The CNN model maps high-dimensional data input to low-dimensional feature vectors. After the loss gradient direction projection, the Jacobian matrix still has [batch-size, image-channel, image-size, image-size] dimensions. Among the available multi-way SVD methods [29], Higher-Order SVD (HOSVD) reveals universal adversarial samples when the Jacobian matrix is flattened in the batch-size dimension. According to the adversarial transferability definition that causes misclassification between different models under the same perturbation and sample, the calculation of the transferability metric should be sample-centric between different models. Thus, HOSVD is not a sample-centric transferability evaluation method and has a high computational cost with high-dimensional operations and constraints. Similarly, the two-Way SVD on Average of X method ignores the sample-centric definition of transferability, and the singular values and singular vectors calculated from Canonical Polyadic Decomposition cannot have a sample-to-sample correspondence. The singular value matrix under different samples can be obtained, using the Replicated SVD, and the dimension of the singular value matrix is compatible with the image size to reduce the computational complexity and memory footprint of the GPU operation. In order to obtain sample-centric singular value decomposition regarding the computational cost of the high dimensional matrix, the Jacobian matrix is merged after loss projection in batch-size and image-channel dimensions. Finally, the 2D batched SVD decomposition is achieved through Replicated SVD in the dimension [image-size, image-size]. This is also the main calculation difference compared with the method depending on the adversarial sample generation.
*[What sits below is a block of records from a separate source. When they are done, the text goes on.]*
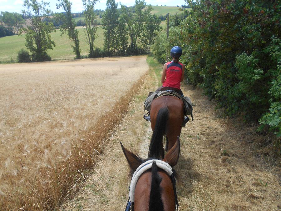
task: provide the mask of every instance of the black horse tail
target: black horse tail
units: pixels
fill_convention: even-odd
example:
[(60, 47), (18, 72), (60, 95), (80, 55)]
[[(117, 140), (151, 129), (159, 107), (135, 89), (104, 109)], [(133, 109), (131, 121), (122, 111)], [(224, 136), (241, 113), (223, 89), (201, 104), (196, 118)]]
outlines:
[(155, 128), (150, 141), (148, 150), (149, 158), (160, 159), (164, 156), (163, 139), (169, 118), (168, 108), (162, 108), (159, 110), (156, 118)]
[(164, 205), (161, 198), (160, 184), (162, 180), (158, 172), (157, 165), (155, 162), (152, 163), (151, 168), (151, 188), (149, 196), (149, 210), (162, 211)]

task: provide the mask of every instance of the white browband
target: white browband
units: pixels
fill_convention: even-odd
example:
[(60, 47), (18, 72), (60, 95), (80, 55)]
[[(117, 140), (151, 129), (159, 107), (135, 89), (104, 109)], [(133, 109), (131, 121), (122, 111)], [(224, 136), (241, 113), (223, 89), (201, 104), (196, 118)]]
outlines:
[(142, 163), (137, 168), (132, 177), (129, 194), (130, 201), (132, 202), (134, 202), (135, 201), (135, 196), (134, 195), (135, 189), (139, 178), (141, 174), (145, 171), (151, 168), (152, 167), (152, 163), (154, 161), (156, 163), (156, 165), (159, 168), (165, 171), (169, 176), (171, 176), (173, 173), (172, 168), (170, 166), (170, 165), (165, 162), (160, 160), (150, 160)]

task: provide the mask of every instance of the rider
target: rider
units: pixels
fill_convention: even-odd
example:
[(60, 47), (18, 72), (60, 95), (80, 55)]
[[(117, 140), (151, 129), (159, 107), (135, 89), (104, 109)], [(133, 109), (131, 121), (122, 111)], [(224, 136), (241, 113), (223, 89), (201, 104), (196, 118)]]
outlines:
[(172, 48), (170, 55), (173, 60), (164, 65), (161, 77), (161, 82), (163, 85), (156, 91), (160, 91), (164, 87), (169, 87), (175, 88), (177, 92), (183, 96), (183, 93), (180, 90), (180, 82), (184, 80), (185, 67), (184, 64), (179, 62), (182, 54), (182, 50), (180, 47), (174, 46)]
[[(179, 62), (180, 57), (182, 54), (182, 50), (180, 47), (174, 46), (170, 52), (170, 55), (173, 59), (171, 62), (165, 63), (163, 67), (163, 71), (161, 77), (162, 85), (156, 90), (155, 92), (160, 91), (164, 87), (174, 88), (175, 91), (182, 96), (183, 93), (180, 89), (180, 82), (184, 80), (185, 65)], [(150, 116), (144, 117), (146, 120), (150, 121)], [(183, 125), (185, 125), (189, 119), (185, 117)]]

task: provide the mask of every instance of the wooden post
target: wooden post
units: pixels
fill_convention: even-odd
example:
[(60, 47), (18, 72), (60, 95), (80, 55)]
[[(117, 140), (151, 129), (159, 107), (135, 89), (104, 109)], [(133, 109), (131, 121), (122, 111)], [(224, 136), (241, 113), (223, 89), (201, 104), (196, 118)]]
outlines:
[(167, 38), (169, 38), (169, 13), (168, 13), (168, 16), (167, 17)]
[[(169, 38), (169, 13), (168, 13), (168, 17), (167, 17), (167, 40)], [(167, 55), (166, 57), (166, 61), (168, 62), (168, 58), (169, 56)]]

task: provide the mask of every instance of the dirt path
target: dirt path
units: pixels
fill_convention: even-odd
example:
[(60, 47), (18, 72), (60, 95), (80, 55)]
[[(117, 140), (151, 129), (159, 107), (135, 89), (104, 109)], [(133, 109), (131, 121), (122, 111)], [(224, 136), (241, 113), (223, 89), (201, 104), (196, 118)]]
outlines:
[[(91, 176), (66, 210), (122, 210), (127, 200), (128, 168), (119, 141), (145, 157), (151, 135), (143, 103), (157, 87), (149, 75), (116, 128)], [(153, 85), (151, 85), (153, 84)], [(152, 88), (151, 87), (153, 87)], [(195, 105), (194, 121), (181, 135), (175, 169), (180, 210), (277, 210), (281, 208), (280, 168), (258, 143), (255, 128), (220, 117), (199, 89), (182, 88)]]

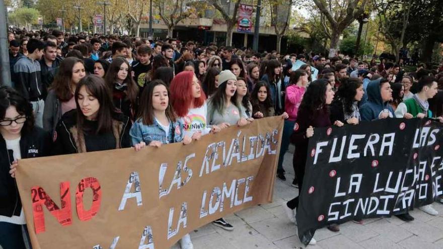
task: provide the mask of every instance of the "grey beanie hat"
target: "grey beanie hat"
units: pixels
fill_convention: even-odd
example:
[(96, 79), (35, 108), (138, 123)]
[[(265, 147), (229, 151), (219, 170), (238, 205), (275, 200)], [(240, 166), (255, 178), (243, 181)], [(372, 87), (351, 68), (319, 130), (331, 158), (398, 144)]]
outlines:
[(224, 82), (227, 81), (230, 79), (234, 79), (237, 81), (237, 78), (235, 75), (229, 70), (224, 70), (220, 72), (218, 76), (218, 82), (222, 84)]

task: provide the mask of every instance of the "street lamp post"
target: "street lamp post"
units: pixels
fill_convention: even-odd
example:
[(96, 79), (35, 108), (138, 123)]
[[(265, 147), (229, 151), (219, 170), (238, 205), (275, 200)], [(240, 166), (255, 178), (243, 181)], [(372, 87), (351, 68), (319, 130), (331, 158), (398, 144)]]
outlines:
[(366, 23), (366, 30), (364, 31), (364, 41), (363, 42), (363, 55), (364, 55), (364, 48), (366, 46), (366, 38), (367, 37), (367, 29), (369, 28), (369, 22)]
[[(358, 49), (360, 48), (360, 40), (361, 39), (361, 31), (363, 29), (363, 24), (364, 23), (367, 23), (369, 22), (369, 19), (366, 18), (364, 18), (358, 21), (359, 23), (359, 25), (358, 25), (358, 33), (357, 34), (357, 42), (355, 44), (355, 54), (358, 53)], [(363, 48), (363, 50), (364, 50), (364, 47)]]
[(60, 12), (61, 12), (61, 30), (64, 32), (64, 13), (66, 12), (66, 9), (64, 9), (64, 5), (61, 8), (61, 10), (60, 10)]
[(80, 6), (80, 4), (77, 4), (77, 5), (74, 6), (74, 9), (77, 9), (79, 11), (79, 33), (80, 33), (83, 31), (83, 29), (82, 28), (82, 16), (80, 14), (80, 10), (83, 10), (83, 8)]
[[(1, 1), (0, 2), (0, 23), (6, 24), (6, 7), (5, 6), (5, 1)], [(2, 68), (2, 70), (0, 70), (0, 75), (2, 77), (0, 86), (11, 87), (12, 84), (10, 72), (8, 28), (5, 25), (0, 27), (0, 44), (2, 44), (2, 46), (0, 46), (0, 60), (1, 60), (0, 67)]]
[[(154, 37), (154, 32), (152, 29), (152, 0), (149, 1), (149, 35), (151, 37)], [(153, 39), (153, 38), (152, 38)]]
[(258, 52), (258, 39), (260, 35), (260, 15), (261, 8), (261, 0), (257, 2), (257, 12), (255, 13), (255, 26), (254, 28), (254, 41), (252, 43), (252, 50)]
[(111, 4), (107, 1), (101, 2), (97, 3), (98, 5), (103, 6), (103, 34), (106, 34), (106, 6), (111, 5)]

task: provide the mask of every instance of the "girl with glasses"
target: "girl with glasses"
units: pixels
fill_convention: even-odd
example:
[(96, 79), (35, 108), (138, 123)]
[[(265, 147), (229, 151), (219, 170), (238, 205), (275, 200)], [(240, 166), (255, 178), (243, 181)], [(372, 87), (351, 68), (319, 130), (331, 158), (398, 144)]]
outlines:
[(34, 124), (31, 104), (12, 88), (0, 87), (0, 245), (26, 248), (29, 237), (15, 180), (17, 159), (49, 155), (51, 137)]

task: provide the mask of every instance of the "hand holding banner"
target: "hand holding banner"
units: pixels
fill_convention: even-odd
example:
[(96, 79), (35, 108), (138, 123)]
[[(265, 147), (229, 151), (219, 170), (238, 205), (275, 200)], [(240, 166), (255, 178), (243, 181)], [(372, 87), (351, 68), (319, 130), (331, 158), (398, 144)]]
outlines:
[(270, 202), (282, 126), (281, 117), (267, 118), (188, 145), (20, 160), (33, 248), (169, 248), (213, 220)]

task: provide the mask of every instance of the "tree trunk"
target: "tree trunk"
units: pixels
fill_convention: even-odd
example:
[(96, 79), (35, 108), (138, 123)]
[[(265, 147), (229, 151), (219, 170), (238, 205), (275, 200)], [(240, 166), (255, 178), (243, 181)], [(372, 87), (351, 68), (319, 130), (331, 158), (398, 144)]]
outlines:
[(333, 57), (333, 53), (338, 51), (338, 41), (340, 39), (340, 32), (337, 30), (332, 31), (332, 35), (331, 37), (330, 50), (329, 50), (329, 57)]
[(170, 38), (172, 38), (172, 33), (174, 31), (174, 27), (172, 25), (168, 26), (168, 37)]
[(232, 46), (232, 31), (234, 29), (234, 24), (227, 23), (228, 29), (226, 30), (226, 46)]
[(281, 38), (283, 37), (282, 35), (277, 35), (277, 52), (279, 53), (281, 48)]
[(140, 21), (139, 21), (138, 22), (137, 22), (137, 23), (136, 23), (137, 26), (135, 26), (135, 36), (136, 37), (140, 36), (140, 23), (141, 22)]
[(432, 34), (429, 34), (429, 36), (426, 39), (424, 48), (423, 49), (423, 54), (421, 55), (420, 60), (424, 62), (429, 62), (431, 61), (435, 43), (435, 36)]

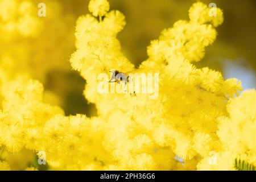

Although the proposed method does not generate adversarial samples, it makes a numerical evaluation.

4.3 Training routine of ensemble based on transferability metrics

After calculating the transferability metric between different sub-models for network ensemble training, the obtained metric is added with traditional classification loss as a common term. After obtaining the constraints loss of each sub-model, this section follows the parameter optimization using the ensemble as the whole model. Equation (10) shows the overall loss function for the optimization problem.

$$ \text{ensemble\_loss} = \lambda \sum\limits_{i=1}^{N} l_{\text{class}}\left( f_{i}(x), y\right)+\sum\limits_{i=1}^{N} \text{Metric\_trans}_{i,j\neq i} $$

(10)

Algorithm 2 shows the algorithm flow of the overall optimization process. It indicates the importance of the L₂ regularization of the Jacobian matrix and gradient clipping in practice while updating parameters. The validity of the Wasserstein distance solution can be guaranteed under the first-order approximation.

Different experimental settings are all trained in parallel on 4 GPUs. The batch size and the initial training rate are 100 and 0.001, respectively, and the sub-model architectures are all ResNet-20 [30]. The experiment proves the same conclusion as DVERGE during training. Accordingly, an Adam optimizer can obtain better isolate transferability starting from scratch. It should be emphasized that the parameter update in this paper does not depend on any adversarial sample generation process, and there is no random factor from the random initialization of the adversarial samples to improve the diversity. The transferability constraints on the ensemble model are only derived from the evaluation metric.

5 Experiment and results

The experiment was first preliminarily verified on the CIFAR-10 dataset [31]. The benchmark model as Baseline is an ensemble network with ResNet-20 as the sub-model architecture. Each sub-model employs the cross-entropy loss as the optimization goal. The training parameters of batch-size were set as 128, while the learning rate was 0.001. The Adam optimizer is employed for 200 epochs of model training, and the learning rate decays by a factor of 0.1 at 100 and 150 epochs respectively. Taking the baseline model as the benchmark performance, the comparison models such as ADP, GAL, and DVERGE are obtained under the same parameter conditions and model architecture with different transferability constraints in the loss function. Among different constraint methods, the ensemble models of Baseline and Adversarial training [32] set the optimizer and loss function of each sub-model to train independently to ensure the sub-models irrelevance. The sub-model architecture, training parameters, and optimizer are the same as the benchmark setting for the proposed transferability metric. Under the same training parameters, the following section presents a fair and effective comparison of the models trained with different constraints.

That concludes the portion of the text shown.